A team from the Department of Geography at Durham University collated measurements from 175 ‘ocean-terminating glaciers’ - where they meet the sea - along 5,400km of the   East Antarctic Ice Sheet’s coastline.  The measurements were obtained from declassified spy satellite imagery, covering almost half a century (from 1963 - 2012). The data was used to create the first long term record of changes at glacier edges in this region.

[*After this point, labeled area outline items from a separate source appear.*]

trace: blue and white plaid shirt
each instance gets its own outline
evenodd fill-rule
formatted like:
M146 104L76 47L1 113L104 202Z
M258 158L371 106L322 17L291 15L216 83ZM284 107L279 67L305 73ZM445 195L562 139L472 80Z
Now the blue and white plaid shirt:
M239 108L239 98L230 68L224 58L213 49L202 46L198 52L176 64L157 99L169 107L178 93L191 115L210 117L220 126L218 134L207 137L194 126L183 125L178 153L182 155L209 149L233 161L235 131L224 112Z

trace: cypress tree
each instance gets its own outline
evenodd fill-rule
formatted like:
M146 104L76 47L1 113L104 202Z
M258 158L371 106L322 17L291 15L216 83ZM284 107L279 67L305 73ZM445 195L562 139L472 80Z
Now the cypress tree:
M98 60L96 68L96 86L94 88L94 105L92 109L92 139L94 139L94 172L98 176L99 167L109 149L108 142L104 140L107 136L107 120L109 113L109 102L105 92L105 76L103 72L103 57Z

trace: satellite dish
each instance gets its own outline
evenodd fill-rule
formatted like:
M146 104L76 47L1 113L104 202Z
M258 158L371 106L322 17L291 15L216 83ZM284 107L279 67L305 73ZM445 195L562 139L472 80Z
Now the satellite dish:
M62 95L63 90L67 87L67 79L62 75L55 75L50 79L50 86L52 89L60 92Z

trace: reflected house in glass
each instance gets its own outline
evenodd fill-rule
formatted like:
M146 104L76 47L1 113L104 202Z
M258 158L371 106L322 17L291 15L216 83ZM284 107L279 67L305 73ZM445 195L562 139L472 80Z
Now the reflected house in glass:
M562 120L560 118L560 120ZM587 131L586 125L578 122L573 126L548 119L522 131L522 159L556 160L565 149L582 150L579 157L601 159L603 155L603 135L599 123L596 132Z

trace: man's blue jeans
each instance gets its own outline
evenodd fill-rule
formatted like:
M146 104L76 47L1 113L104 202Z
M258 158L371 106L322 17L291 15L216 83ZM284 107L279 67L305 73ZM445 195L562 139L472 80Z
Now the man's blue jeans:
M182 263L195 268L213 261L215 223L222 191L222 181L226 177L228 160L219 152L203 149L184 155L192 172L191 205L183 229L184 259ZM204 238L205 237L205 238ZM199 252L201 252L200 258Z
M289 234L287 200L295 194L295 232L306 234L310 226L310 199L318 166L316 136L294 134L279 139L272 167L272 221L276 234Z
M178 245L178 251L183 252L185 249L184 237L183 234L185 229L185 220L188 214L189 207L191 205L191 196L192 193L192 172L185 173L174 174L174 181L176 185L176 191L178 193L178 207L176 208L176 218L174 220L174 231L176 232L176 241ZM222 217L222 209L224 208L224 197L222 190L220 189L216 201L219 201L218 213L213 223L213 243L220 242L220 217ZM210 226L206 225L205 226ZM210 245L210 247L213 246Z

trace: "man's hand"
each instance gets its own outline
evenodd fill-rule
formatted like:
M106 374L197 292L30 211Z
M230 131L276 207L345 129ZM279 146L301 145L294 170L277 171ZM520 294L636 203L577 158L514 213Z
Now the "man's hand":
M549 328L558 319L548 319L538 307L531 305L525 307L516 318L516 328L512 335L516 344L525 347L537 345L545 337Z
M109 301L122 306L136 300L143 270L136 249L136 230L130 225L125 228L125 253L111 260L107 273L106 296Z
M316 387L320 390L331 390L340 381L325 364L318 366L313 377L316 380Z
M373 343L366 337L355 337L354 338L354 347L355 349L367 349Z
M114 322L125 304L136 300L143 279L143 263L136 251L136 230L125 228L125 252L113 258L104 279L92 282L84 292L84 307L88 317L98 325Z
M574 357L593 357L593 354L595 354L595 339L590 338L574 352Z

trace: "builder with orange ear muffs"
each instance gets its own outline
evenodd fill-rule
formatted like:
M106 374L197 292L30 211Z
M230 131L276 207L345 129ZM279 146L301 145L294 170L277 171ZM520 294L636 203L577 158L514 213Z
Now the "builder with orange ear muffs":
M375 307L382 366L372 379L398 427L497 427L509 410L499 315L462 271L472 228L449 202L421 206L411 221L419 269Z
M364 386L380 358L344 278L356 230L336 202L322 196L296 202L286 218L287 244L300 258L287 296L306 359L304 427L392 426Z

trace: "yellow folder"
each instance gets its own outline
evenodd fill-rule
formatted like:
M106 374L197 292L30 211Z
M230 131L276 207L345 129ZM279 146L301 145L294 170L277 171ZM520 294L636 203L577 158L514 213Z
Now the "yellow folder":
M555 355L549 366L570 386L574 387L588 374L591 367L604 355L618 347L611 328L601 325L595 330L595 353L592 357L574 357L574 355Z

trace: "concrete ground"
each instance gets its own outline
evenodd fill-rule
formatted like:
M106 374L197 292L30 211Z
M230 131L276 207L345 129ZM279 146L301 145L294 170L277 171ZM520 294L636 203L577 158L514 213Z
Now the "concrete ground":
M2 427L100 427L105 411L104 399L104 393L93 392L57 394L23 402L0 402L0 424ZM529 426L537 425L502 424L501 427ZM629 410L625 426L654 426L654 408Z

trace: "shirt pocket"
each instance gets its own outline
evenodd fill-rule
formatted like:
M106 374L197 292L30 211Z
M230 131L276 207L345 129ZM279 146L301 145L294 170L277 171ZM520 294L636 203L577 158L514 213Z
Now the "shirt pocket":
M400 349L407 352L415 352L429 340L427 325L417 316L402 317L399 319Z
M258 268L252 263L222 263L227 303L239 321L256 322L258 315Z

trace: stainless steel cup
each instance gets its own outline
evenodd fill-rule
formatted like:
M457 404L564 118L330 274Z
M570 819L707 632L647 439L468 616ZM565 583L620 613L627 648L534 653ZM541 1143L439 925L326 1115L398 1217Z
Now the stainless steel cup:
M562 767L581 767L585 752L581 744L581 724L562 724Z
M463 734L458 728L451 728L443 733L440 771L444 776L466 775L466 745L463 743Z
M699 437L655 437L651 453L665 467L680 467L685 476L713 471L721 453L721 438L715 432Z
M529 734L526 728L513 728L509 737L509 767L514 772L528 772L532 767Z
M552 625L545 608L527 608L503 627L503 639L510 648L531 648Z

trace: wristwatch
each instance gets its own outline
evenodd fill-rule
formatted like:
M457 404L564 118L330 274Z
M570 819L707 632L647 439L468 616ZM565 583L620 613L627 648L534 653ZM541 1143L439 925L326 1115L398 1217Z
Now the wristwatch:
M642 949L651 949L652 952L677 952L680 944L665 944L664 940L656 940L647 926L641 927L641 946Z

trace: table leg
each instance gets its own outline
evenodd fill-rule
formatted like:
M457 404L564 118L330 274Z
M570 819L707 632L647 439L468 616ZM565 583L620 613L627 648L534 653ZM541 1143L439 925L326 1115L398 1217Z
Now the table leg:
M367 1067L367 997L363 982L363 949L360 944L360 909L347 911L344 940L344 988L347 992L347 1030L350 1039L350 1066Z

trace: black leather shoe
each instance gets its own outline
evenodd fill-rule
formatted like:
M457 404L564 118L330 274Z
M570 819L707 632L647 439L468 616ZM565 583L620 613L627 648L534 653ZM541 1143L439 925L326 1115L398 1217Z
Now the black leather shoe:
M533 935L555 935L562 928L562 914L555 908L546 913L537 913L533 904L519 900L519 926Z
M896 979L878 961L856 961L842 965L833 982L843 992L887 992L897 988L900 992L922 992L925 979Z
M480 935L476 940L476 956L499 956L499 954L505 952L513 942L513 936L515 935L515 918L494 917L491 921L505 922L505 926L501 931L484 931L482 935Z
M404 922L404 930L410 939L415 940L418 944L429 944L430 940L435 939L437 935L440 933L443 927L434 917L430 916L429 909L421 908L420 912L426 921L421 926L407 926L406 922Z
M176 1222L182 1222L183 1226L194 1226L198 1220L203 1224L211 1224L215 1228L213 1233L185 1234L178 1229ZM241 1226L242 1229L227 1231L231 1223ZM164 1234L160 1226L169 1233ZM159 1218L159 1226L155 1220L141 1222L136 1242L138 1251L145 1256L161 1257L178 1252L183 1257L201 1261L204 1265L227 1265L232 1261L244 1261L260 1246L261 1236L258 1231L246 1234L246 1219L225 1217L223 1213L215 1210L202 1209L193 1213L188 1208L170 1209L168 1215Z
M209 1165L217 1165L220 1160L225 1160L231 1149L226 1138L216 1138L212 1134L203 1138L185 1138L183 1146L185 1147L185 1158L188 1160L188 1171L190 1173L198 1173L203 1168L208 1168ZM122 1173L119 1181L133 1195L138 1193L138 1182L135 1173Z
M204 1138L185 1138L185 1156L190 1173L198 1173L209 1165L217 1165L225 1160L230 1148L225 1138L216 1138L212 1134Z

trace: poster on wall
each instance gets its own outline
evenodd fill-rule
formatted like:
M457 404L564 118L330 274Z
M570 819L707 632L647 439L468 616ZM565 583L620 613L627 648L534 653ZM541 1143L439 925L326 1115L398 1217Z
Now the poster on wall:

The research identified three significant patterns:  

       The 1970s-80s, when temperatures were rising, and most glaciers retreated

·            In the 1990s, when temperatures decreased, most glaciers advanced

·         In the 2000s, when temperatures increased and then decreased, there was a more even mix of retreat and                   advance

Lead researcher, Dr Chris Stokes, noted that the patterns identified were distinct from the natural cycles of advance and retreat triggered by the process of large icebergs breaking off at the terminus which happens independently of climate change.

Commenting on the patterns, he said: “It was a big surprise therefore to see rapid and synchronous changes in advance and retreat, but it made perfect sense when we looked at the climate and sea-ice data.”

Dr Stokes cautioned that:  “If the climate is going to warm in the future, our study shows that large parts of the margins of the East Antarctic Ice Sheet are vulnerable to the kinds of changes that are worrying us in Greenland and also in West Antarctica - acceleration, thinning and retreat.”

The alarming picture is of melting of both polar regions in proximal time frames under the impact of climate change. Welcome to water world.

This research has been published in the journal Nature.